Those who have contributed to the technology education field for many years are known for their teaching, written work, presentations, research, and recognition received from professional groups. The selected individuals who are highlighted here have shown outstanding leadership ability as educators early in their careers.

This list is by no means inclusive. There are many other professionals in the field with similarly impressive qualifications.

Individuals who want to recognize other technology educators with outstanding qualifications should forward their vitae and a sponsoring letter to ITEA for consideration.

The leaders of our field are our future; we should promote and encourage them to realize their potential.

John W. Hansen, Ph.D.
Associate Dean
College of Technology
University of Houston
Houston, Texas

Dr. Hansen's preparation for serving in academia began as an "at-risk" high school student. Close to dropping out of school, he enrolled in several industrial arts courses where he found something that he had never experienced in the classroom, success and self-esteem. Instead of dropping out, he became an "A" student, graduated tenth in his class, and received two awards for academic achievement in industrial arts. He attributes this success to his industrial arts instructors who wanted to make a difference in the lives of their students. Dr. Hansen's core value is to make a difference in the lives of his students and the students who are touched by the teachers he helps.

After receiving his Master's degree from California State University, Fresno, Dr. Hansen accepted a teaching assignment in central Africa in a technical high school.
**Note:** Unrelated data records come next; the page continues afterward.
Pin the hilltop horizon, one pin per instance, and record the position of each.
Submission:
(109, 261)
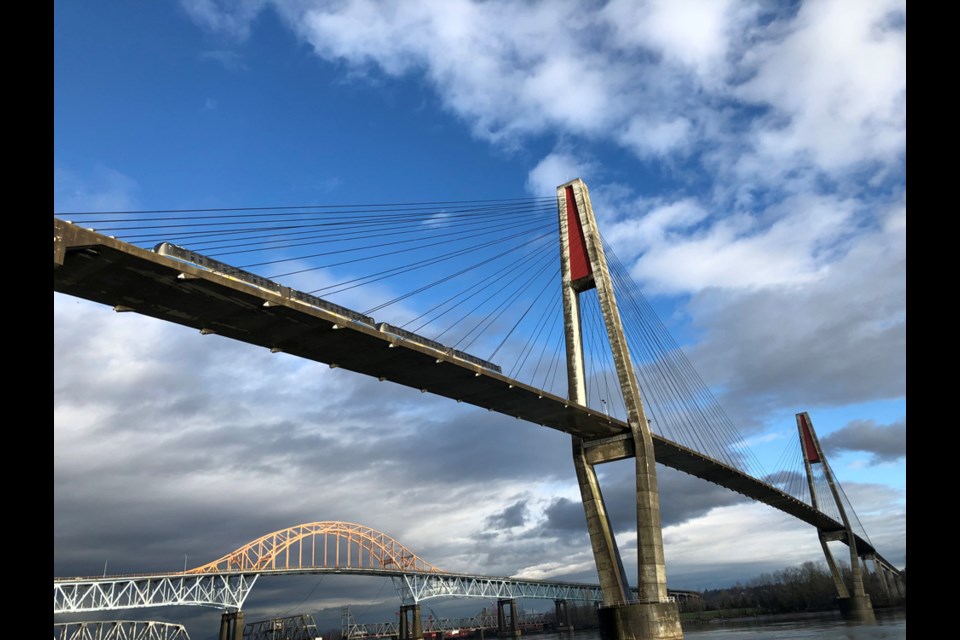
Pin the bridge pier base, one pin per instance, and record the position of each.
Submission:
(411, 627)
(507, 626)
(562, 616)
(231, 625)
(857, 609)
(640, 621)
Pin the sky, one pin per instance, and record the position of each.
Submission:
(745, 159)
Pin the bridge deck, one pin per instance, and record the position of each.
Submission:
(102, 269)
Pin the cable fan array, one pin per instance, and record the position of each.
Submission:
(481, 277)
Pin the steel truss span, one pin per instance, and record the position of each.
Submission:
(319, 545)
(105, 594)
(414, 588)
(432, 625)
(119, 630)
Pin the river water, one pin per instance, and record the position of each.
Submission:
(891, 625)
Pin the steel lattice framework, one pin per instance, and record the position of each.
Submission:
(119, 630)
(77, 595)
(315, 545)
(416, 587)
(431, 625)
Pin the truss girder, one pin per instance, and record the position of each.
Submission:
(432, 625)
(319, 545)
(222, 591)
(414, 588)
(119, 630)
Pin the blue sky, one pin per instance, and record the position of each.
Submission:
(745, 159)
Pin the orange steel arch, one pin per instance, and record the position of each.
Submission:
(320, 545)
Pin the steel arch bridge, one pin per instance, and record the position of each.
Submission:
(311, 548)
(119, 630)
(315, 545)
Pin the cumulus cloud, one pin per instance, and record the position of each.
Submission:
(886, 442)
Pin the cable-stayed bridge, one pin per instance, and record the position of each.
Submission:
(498, 257)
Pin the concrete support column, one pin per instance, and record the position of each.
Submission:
(583, 265)
(231, 625)
(507, 625)
(562, 616)
(411, 627)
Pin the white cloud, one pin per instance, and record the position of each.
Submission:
(104, 189)
(555, 169)
(836, 84)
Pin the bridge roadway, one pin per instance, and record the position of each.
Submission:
(96, 267)
(229, 589)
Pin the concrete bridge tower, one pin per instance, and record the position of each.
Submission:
(652, 615)
(855, 604)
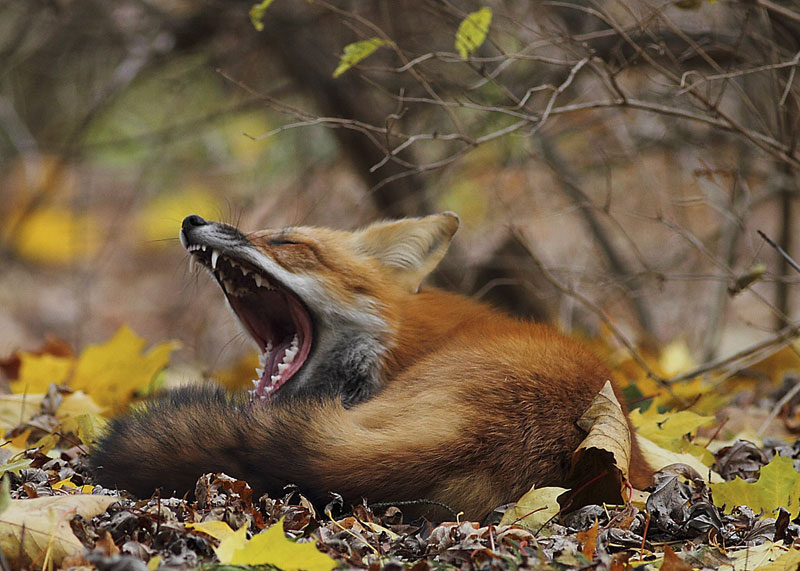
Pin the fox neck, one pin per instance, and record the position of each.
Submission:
(354, 363)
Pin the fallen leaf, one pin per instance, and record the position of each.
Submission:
(669, 430)
(214, 528)
(257, 12)
(659, 457)
(777, 486)
(16, 409)
(78, 236)
(588, 540)
(472, 31)
(271, 547)
(113, 371)
(37, 532)
(764, 556)
(231, 545)
(534, 509)
(36, 372)
(672, 562)
(356, 52)
(789, 560)
(600, 464)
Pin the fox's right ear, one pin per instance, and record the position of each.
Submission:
(412, 247)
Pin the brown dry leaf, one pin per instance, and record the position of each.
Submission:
(37, 532)
(672, 562)
(600, 464)
(588, 540)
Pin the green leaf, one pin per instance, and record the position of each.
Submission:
(777, 486)
(257, 14)
(15, 466)
(357, 51)
(669, 430)
(534, 509)
(472, 31)
(5, 493)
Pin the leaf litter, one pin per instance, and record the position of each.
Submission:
(53, 516)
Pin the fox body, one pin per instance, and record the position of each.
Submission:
(368, 386)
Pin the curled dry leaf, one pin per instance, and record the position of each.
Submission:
(33, 532)
(600, 464)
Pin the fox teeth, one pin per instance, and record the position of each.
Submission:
(289, 356)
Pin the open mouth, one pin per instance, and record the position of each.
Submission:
(274, 317)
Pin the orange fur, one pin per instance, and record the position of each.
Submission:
(467, 406)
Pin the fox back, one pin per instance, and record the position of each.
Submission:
(368, 386)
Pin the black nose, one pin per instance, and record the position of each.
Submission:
(191, 221)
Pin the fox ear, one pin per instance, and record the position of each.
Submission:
(411, 248)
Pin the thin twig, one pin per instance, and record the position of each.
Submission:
(589, 304)
(782, 337)
(777, 408)
(780, 250)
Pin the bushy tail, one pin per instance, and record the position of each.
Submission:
(320, 446)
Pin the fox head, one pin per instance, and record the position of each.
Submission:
(322, 305)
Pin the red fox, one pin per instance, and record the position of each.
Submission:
(369, 386)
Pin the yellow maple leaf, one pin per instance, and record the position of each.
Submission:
(36, 372)
(778, 485)
(669, 430)
(112, 372)
(271, 547)
(56, 236)
(16, 409)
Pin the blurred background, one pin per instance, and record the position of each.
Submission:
(612, 161)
He soon became the principal of the school and established it as a regional provider of a quality technical education.

Upon completion of his Ph.D. from the University of Minnesota, Dr. Hansen became an associate professor in the College of Technology at the University of Houston where he immediately became involved in revising the technology education curriculum in Texas.

His leadership in technology education is manifested in his research and publication in Texas. His research efforts have resulted in the establishment of the Technology Education Standards for Texas public schools, which is a new and innovative approach to developing the technological literacy of the youth of Texas. He has given multiple presentations at state and national conferences, written in professional journals, is actively involved in developing instructional resources, has developed approximately $1,300,000 in funding towards the statewide revision of the technology education curriculum and instructional resources, and hosts the www.texastechnology.com website. Dr. Hansen currently serves as chair of the membership committee for CTTE.

Dr. Hansen's research interests revolve around the development of pre-college curricula for developing the ability of future generations to adopt, adapt, or invent solutions to current and future problems that will ensure sustainable economic development. He is passionately concerned about the ability of our youth to make informed technological decisions. He has established the Center for Technological Literacy at the University of Houston to provide a research base for technological literacy and to promote technological literacy as a powerful means for: (1) achieving personal and shared goals, (2) alleviating human suffering and promoting social justice, and (3) evaluating and deciding on appropriate courses of action.

Chris Merrill, Ph.D.
Assistant Professor
Department of Industrial
Technology
Technology Education
Program
Illinois State University
Normal, IL

For the past nine years, Dr. Merrill has been teaching technology education at the high school and university levels. After earning his doctorate at The Ohio State University, he accepted a position teaching at Illinois State University, where, in addition to faculty responsibilities, Dr.